Hoy cumpliría 113 años la estrella de Hollywood y la mujer que sufrió todos los embates de ese amor de ribetes patológicos. Estallada en sus afectos, la actriz que se llevaba todo por delante en el set y cuyos personajes solían tener ribetes despóticos, en su vida personal padecía la sumisión, el abandono y el maltrato físico de varias de sus numerosas parejas. La malquerida más famosa cuyas desgracias personales solían generar la mofa de sus enemigas acérrimas. Más de una vez Joan Crawford le espetó que había nacido para vivir sola. Sin embargo, Davis se enamoró y forjó su vida personal a los tumbos, como pudo.
“Ven a dormir conmigo: no haremos el amor, él nos lo hará” (Julio Cortázar)
Anhelos
Ruth Elizabeth Davis nació en Massachusetts, el 5 de abril de 1908. En su infancia, su familia y amigos la llamaban Betty, apodo que ella detestaba. Solo tuvo una hermana, con quien compartió los momentos más oscuros de su infancia: la internación en un hospicio cuando sus padres se separaron. El recuerdo de aquellos tiempos atormentaba a la pequeña Betty, quien, en su desconsuelo, no solo no podía entender que sus progenitores no estuviesen juntos, sino que hubieran tenido la osadía de dejarlas en ese lugar de pasillos interminables, paredes grisáceas y un frío que calaba los huesos. Recién cuando Betty cumplió 12 años, su madre pudo rehacer su vida, trasladándose a Nueva York para trabajar como fotógrafa retratista y llevándose a sus hijas para vivir con ella. La nueva vida de la mujer no pudo apartarla del alcoholismo ante la mirada resignada de las adolescentes.

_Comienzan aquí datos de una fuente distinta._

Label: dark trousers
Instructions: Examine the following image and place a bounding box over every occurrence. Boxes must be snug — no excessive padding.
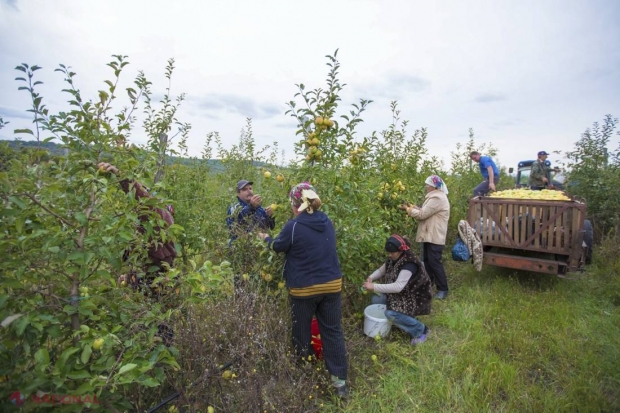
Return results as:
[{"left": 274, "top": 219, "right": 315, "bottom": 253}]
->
[
  {"left": 289, "top": 293, "right": 347, "bottom": 380},
  {"left": 474, "top": 176, "right": 499, "bottom": 196},
  {"left": 422, "top": 242, "right": 448, "bottom": 291}
]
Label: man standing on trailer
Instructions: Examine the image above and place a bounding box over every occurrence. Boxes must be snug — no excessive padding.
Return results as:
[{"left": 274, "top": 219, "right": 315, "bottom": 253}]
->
[
  {"left": 528, "top": 151, "right": 559, "bottom": 191},
  {"left": 469, "top": 151, "right": 499, "bottom": 196}
]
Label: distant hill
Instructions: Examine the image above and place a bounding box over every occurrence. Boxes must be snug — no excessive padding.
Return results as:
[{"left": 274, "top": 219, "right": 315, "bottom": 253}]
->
[{"left": 3, "top": 140, "right": 224, "bottom": 173}]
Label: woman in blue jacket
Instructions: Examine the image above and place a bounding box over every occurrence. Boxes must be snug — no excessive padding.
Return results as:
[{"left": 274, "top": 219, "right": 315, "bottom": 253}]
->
[{"left": 259, "top": 182, "right": 348, "bottom": 397}]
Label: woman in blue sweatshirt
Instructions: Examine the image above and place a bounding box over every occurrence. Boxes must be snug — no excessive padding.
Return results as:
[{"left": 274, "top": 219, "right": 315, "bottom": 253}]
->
[{"left": 259, "top": 182, "right": 348, "bottom": 397}]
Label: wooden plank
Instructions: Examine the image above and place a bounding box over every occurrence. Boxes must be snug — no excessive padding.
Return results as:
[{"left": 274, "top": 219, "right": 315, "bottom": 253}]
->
[
  {"left": 483, "top": 253, "right": 564, "bottom": 274},
  {"left": 525, "top": 204, "right": 571, "bottom": 246},
  {"left": 530, "top": 205, "right": 541, "bottom": 249},
  {"left": 504, "top": 204, "right": 516, "bottom": 245},
  {"left": 553, "top": 205, "right": 564, "bottom": 251},
  {"left": 484, "top": 203, "right": 518, "bottom": 247},
  {"left": 562, "top": 205, "right": 571, "bottom": 254},
  {"left": 480, "top": 200, "right": 491, "bottom": 244},
  {"left": 519, "top": 205, "right": 529, "bottom": 247},
  {"left": 540, "top": 205, "right": 556, "bottom": 251},
  {"left": 568, "top": 204, "right": 584, "bottom": 271}
]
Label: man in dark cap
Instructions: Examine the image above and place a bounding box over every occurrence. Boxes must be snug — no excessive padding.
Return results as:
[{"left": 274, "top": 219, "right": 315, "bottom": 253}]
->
[
  {"left": 528, "top": 151, "right": 557, "bottom": 191},
  {"left": 226, "top": 179, "right": 276, "bottom": 244}
]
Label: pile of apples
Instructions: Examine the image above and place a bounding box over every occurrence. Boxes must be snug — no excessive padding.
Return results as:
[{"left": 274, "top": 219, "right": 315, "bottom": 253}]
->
[{"left": 489, "top": 188, "right": 571, "bottom": 201}]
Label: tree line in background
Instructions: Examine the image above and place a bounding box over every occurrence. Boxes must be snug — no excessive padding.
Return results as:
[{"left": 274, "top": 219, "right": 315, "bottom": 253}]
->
[{"left": 0, "top": 53, "right": 620, "bottom": 410}]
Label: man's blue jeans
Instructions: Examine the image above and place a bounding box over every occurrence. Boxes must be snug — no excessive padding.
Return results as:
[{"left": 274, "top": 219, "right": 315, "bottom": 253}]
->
[{"left": 370, "top": 293, "right": 426, "bottom": 338}]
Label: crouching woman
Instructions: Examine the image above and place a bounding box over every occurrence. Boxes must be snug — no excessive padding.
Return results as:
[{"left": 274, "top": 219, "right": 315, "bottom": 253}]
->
[{"left": 364, "top": 234, "right": 432, "bottom": 345}]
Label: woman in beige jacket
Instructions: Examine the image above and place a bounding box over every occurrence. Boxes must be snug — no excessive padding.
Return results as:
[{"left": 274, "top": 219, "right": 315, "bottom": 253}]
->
[{"left": 400, "top": 175, "right": 450, "bottom": 300}]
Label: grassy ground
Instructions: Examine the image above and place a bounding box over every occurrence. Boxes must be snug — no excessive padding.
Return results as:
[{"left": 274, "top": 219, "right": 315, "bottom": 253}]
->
[
  {"left": 151, "top": 242, "right": 620, "bottom": 412},
  {"left": 332, "top": 246, "right": 620, "bottom": 412}
]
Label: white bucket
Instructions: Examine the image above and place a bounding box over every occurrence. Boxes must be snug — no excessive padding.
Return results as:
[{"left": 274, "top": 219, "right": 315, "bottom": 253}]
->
[{"left": 364, "top": 304, "right": 392, "bottom": 337}]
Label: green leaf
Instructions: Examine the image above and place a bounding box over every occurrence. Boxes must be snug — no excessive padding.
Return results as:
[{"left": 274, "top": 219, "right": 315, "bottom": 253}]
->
[
  {"left": 140, "top": 377, "right": 159, "bottom": 387},
  {"left": 0, "top": 314, "right": 23, "bottom": 327},
  {"left": 75, "top": 212, "right": 88, "bottom": 226},
  {"left": 13, "top": 129, "right": 34, "bottom": 136},
  {"left": 9, "top": 196, "right": 26, "bottom": 209},
  {"left": 75, "top": 383, "right": 95, "bottom": 395},
  {"left": 118, "top": 363, "right": 138, "bottom": 376},
  {"left": 80, "top": 344, "right": 93, "bottom": 364},
  {"left": 67, "top": 370, "right": 90, "bottom": 380},
  {"left": 34, "top": 348, "right": 50, "bottom": 370},
  {"left": 58, "top": 347, "right": 80, "bottom": 366}
]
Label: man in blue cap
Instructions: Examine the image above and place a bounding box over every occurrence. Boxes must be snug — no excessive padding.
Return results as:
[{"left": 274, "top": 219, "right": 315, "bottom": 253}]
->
[
  {"left": 226, "top": 179, "right": 276, "bottom": 245},
  {"left": 528, "top": 151, "right": 557, "bottom": 191},
  {"left": 469, "top": 151, "right": 499, "bottom": 196}
]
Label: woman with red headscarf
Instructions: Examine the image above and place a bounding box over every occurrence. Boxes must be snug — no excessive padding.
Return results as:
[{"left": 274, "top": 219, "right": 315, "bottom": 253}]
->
[{"left": 364, "top": 234, "right": 432, "bottom": 345}]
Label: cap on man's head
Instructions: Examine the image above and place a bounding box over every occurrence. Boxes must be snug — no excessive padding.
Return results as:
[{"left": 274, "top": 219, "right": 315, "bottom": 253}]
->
[{"left": 237, "top": 179, "right": 254, "bottom": 192}]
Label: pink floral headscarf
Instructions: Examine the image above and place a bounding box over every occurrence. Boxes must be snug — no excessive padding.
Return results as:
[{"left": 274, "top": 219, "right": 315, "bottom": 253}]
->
[{"left": 288, "top": 182, "right": 320, "bottom": 214}]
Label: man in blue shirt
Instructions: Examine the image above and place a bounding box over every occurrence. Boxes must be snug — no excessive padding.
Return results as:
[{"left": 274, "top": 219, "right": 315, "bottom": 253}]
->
[
  {"left": 469, "top": 151, "right": 499, "bottom": 196},
  {"left": 226, "top": 179, "right": 276, "bottom": 244}
]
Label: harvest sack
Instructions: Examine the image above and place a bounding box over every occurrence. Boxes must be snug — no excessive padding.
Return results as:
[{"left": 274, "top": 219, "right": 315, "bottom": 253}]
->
[{"left": 452, "top": 237, "right": 470, "bottom": 261}]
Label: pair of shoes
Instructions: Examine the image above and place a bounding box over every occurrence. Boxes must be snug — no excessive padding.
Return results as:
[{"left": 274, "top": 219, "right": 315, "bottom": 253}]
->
[
  {"left": 411, "top": 327, "right": 431, "bottom": 346},
  {"left": 434, "top": 291, "right": 448, "bottom": 300},
  {"left": 336, "top": 384, "right": 349, "bottom": 399}
]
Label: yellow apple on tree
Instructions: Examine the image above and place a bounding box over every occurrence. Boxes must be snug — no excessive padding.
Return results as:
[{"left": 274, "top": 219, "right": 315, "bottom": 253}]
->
[{"left": 93, "top": 337, "right": 105, "bottom": 350}]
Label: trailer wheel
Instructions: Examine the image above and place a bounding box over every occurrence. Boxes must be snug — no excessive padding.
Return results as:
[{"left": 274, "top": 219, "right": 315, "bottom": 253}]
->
[{"left": 583, "top": 219, "right": 594, "bottom": 264}]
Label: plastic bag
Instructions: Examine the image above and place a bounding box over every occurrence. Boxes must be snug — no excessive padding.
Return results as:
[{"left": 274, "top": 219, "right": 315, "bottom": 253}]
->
[{"left": 452, "top": 237, "right": 470, "bottom": 261}]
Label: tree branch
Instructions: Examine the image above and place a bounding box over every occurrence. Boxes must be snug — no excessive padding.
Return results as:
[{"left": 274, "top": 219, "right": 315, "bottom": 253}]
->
[{"left": 21, "top": 192, "right": 75, "bottom": 227}]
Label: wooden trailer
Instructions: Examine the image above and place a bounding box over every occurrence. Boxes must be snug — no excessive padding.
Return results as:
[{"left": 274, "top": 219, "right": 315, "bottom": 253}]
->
[{"left": 468, "top": 197, "right": 587, "bottom": 275}]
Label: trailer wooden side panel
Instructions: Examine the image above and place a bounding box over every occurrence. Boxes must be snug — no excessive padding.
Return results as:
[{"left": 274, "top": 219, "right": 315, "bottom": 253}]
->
[{"left": 468, "top": 197, "right": 586, "bottom": 272}]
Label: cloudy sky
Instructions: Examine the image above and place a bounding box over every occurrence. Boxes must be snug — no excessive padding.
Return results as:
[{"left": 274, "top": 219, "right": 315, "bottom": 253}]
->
[{"left": 0, "top": 0, "right": 620, "bottom": 166}]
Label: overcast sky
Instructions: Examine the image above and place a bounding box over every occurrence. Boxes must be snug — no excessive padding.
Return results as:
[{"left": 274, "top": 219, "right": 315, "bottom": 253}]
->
[{"left": 0, "top": 0, "right": 620, "bottom": 167}]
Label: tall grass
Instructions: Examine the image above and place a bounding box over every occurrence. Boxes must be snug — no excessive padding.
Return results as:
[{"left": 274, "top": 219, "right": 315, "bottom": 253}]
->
[{"left": 331, "top": 235, "right": 620, "bottom": 412}]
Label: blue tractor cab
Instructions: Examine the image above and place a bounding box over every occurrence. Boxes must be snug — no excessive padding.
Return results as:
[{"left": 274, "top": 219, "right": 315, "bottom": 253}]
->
[{"left": 509, "top": 159, "right": 564, "bottom": 189}]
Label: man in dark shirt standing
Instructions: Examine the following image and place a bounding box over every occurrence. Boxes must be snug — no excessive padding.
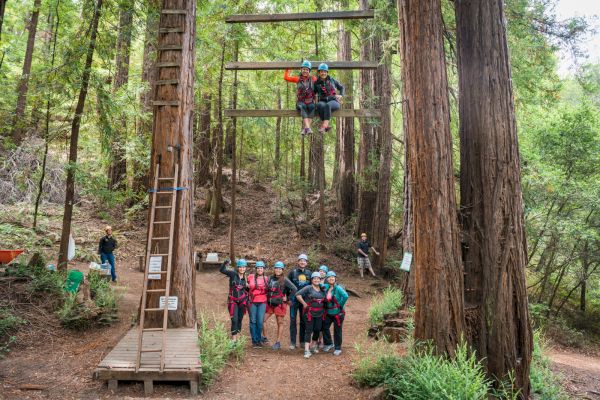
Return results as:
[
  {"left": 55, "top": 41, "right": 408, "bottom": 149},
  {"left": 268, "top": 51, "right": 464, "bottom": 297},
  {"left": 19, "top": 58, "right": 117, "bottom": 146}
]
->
[
  {"left": 98, "top": 225, "right": 117, "bottom": 282},
  {"left": 356, "top": 233, "right": 379, "bottom": 278}
]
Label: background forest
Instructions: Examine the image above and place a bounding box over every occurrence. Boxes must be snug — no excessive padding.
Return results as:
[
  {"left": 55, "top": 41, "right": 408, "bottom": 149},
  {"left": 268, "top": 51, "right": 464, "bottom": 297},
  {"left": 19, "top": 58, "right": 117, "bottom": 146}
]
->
[{"left": 0, "top": 0, "right": 600, "bottom": 384}]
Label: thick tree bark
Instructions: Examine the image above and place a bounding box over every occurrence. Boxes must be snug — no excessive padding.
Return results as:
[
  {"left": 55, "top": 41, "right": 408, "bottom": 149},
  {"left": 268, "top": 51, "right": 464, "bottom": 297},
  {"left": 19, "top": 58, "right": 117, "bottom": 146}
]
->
[
  {"left": 333, "top": 0, "right": 356, "bottom": 221},
  {"left": 356, "top": 0, "right": 379, "bottom": 237},
  {"left": 196, "top": 93, "right": 212, "bottom": 187},
  {"left": 108, "top": 2, "right": 134, "bottom": 190},
  {"left": 58, "top": 0, "right": 102, "bottom": 270},
  {"left": 12, "top": 0, "right": 42, "bottom": 145},
  {"left": 456, "top": 0, "right": 532, "bottom": 399},
  {"left": 146, "top": 0, "right": 196, "bottom": 328},
  {"left": 372, "top": 34, "right": 392, "bottom": 269},
  {"left": 398, "top": 0, "right": 464, "bottom": 356}
]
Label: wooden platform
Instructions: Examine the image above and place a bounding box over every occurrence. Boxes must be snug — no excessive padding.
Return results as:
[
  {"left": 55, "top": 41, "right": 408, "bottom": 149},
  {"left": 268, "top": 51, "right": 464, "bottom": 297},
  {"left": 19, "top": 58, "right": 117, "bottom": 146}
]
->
[{"left": 94, "top": 327, "right": 202, "bottom": 395}]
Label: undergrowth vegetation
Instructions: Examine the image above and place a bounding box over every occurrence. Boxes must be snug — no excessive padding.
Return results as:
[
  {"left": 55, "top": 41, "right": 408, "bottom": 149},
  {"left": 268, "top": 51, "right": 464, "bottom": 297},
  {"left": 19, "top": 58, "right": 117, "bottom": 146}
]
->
[{"left": 198, "top": 315, "right": 246, "bottom": 386}]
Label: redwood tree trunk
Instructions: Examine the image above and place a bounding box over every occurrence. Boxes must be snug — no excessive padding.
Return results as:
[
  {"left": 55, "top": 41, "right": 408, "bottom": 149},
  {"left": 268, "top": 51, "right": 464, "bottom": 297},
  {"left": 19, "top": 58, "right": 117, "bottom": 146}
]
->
[
  {"left": 58, "top": 0, "right": 102, "bottom": 270},
  {"left": 146, "top": 0, "right": 196, "bottom": 328},
  {"left": 12, "top": 0, "right": 42, "bottom": 145},
  {"left": 108, "top": 3, "right": 133, "bottom": 189},
  {"left": 398, "top": 0, "right": 464, "bottom": 356},
  {"left": 456, "top": 0, "right": 532, "bottom": 390}
]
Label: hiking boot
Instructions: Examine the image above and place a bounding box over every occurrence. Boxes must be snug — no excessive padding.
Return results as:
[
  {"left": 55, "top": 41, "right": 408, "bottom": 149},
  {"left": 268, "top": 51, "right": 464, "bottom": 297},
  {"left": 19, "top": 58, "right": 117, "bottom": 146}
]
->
[{"left": 323, "top": 344, "right": 333, "bottom": 353}]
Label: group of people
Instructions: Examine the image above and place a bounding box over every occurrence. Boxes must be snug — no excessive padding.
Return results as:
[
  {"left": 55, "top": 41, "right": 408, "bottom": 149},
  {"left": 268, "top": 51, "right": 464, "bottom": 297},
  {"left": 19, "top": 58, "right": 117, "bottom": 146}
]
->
[
  {"left": 220, "top": 254, "right": 348, "bottom": 358},
  {"left": 283, "top": 60, "right": 345, "bottom": 135}
]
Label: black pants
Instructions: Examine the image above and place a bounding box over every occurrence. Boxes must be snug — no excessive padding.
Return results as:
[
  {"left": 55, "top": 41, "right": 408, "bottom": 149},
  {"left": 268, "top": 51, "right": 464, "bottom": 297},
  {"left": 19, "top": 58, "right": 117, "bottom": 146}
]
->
[
  {"left": 302, "top": 314, "right": 323, "bottom": 343},
  {"left": 317, "top": 100, "right": 340, "bottom": 121},
  {"left": 228, "top": 302, "right": 246, "bottom": 335},
  {"left": 323, "top": 314, "right": 344, "bottom": 350},
  {"left": 296, "top": 101, "right": 315, "bottom": 118}
]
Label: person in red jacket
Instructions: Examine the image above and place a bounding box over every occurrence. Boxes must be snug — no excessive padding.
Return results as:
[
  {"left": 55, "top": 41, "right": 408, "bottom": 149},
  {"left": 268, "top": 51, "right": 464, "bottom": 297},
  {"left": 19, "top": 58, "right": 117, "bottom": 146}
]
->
[
  {"left": 283, "top": 60, "right": 317, "bottom": 135},
  {"left": 248, "top": 261, "right": 269, "bottom": 348}
]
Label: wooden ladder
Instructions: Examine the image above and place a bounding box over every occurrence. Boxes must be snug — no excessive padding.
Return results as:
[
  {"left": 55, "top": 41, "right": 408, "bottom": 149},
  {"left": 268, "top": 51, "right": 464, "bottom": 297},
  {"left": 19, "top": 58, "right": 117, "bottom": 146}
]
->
[{"left": 135, "top": 164, "right": 179, "bottom": 372}]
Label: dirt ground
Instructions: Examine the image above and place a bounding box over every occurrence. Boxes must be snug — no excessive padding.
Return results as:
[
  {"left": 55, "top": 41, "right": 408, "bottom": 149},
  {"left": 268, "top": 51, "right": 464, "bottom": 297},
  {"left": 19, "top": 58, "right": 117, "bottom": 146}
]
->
[{"left": 0, "top": 174, "right": 600, "bottom": 400}]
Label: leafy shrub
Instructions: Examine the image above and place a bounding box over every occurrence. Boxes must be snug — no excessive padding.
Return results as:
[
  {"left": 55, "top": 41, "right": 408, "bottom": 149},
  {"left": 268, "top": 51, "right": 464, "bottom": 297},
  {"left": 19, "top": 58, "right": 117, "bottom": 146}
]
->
[
  {"left": 369, "top": 286, "right": 402, "bottom": 325},
  {"left": 530, "top": 330, "right": 569, "bottom": 400},
  {"left": 198, "top": 316, "right": 246, "bottom": 386}
]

Los domingos, las hijas con su progenitora solían pasear por el centro neoyorquino. La escueta economía familiar hacía que la salida se convirtiese en un acontecimiento austero. A pesar de los cinturones ajustados, Betty se las ingeniaba para poder ver cine con sus amigas. Aquel era el pasatiempo preferido de su adolescencia. Ni bien se instaló en Nueva York, fue espectadora de Los cuatro jinetes del Apocalipsis y de Little Lord Fauntleroy, protagonizadas por Rodolfo Valentino y Mary Pickford. Aquellas experiencias iniciáticas le hicieron estallar la cabeza y despertar su vocación artística. Nunca hubo marcha atrás. Betty quería ser actriz, triunfar en esa ciudad que ahora la cobijaba y convertirse en la versión femenina del apuesto Valentino o en una estrella como la Pickford.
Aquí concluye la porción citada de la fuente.